Kakie didn’t come back for a long time. When she did, the grown-ups were waiting for her. “God a’mighty, Mother,” Aunt Dot said, not really angry so much as she was trying not to laugh. “You’re actin’ just like James Simmons.”

We all knew that James Simmons was a strange boy back in Tennessee who lived in the backwoods with his father and mother. Daddy said they’d march out of the trees in a straight line, Will in the front, Blanche in the middle, and little James bringing up the rear. According to Daddy there was simply no explanation for the Simmons family, and that’s what made them so funny. At the mention of James Simmons’s name, my father started laughing until the tears came to his eyes. Next the uncles joined in. Pretty soon, Kakie started laughing, too, her hand in front of her mouth, the creases around her eyes deep and full of fun. The thought crossed my mind that she might not have been as scared as she acted. She could have just run down to Daddy’s house and smoked a cigarette. You never knew with Kakie.
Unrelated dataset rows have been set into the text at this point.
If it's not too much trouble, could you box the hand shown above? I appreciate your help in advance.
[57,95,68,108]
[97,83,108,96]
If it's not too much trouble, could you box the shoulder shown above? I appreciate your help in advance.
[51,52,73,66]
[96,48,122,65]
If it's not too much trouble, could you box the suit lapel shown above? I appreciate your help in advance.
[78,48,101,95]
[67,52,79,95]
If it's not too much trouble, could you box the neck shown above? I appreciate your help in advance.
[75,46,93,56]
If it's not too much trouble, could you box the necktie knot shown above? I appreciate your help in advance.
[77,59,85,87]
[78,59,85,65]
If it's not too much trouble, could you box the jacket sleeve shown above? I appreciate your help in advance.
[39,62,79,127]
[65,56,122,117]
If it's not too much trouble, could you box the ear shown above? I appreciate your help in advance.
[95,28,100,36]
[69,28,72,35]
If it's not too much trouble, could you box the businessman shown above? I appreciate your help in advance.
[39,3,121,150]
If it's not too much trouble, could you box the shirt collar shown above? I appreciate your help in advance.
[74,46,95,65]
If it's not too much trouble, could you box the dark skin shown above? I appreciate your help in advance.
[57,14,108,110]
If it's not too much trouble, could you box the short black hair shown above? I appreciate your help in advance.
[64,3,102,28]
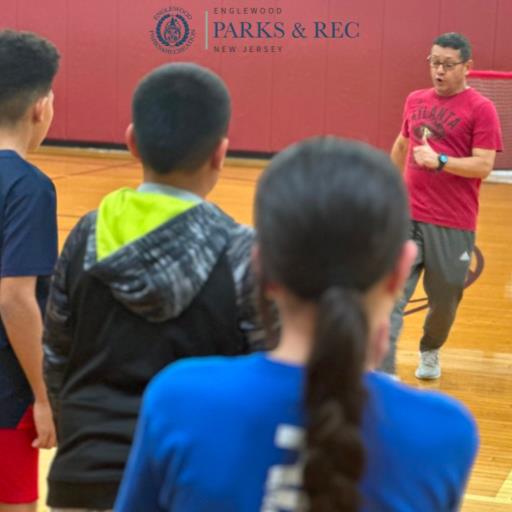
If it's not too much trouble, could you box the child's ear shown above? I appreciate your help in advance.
[32,96,50,123]
[210,137,229,171]
[124,123,140,160]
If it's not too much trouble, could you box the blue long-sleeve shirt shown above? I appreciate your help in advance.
[115,354,478,512]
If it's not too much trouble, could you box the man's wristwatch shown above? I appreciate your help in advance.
[437,153,448,172]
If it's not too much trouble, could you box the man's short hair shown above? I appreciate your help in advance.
[432,32,472,62]
[0,30,60,125]
[132,63,231,174]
The story was told often after that, with the emphasis on Kakie running over the drug store delivery boy. It was told at every Christmas party or birthday get-together we had. My family never got tired of the stories they told, and though the stories changed here and there, maybe got exaggerated, or a character’s name altered occasionally, the cozy humor with which they were told remained the same, and repeating one of these tales even now is enough to make me feel I’ve been with them for the evening, enveloped in laughter and love and warmth.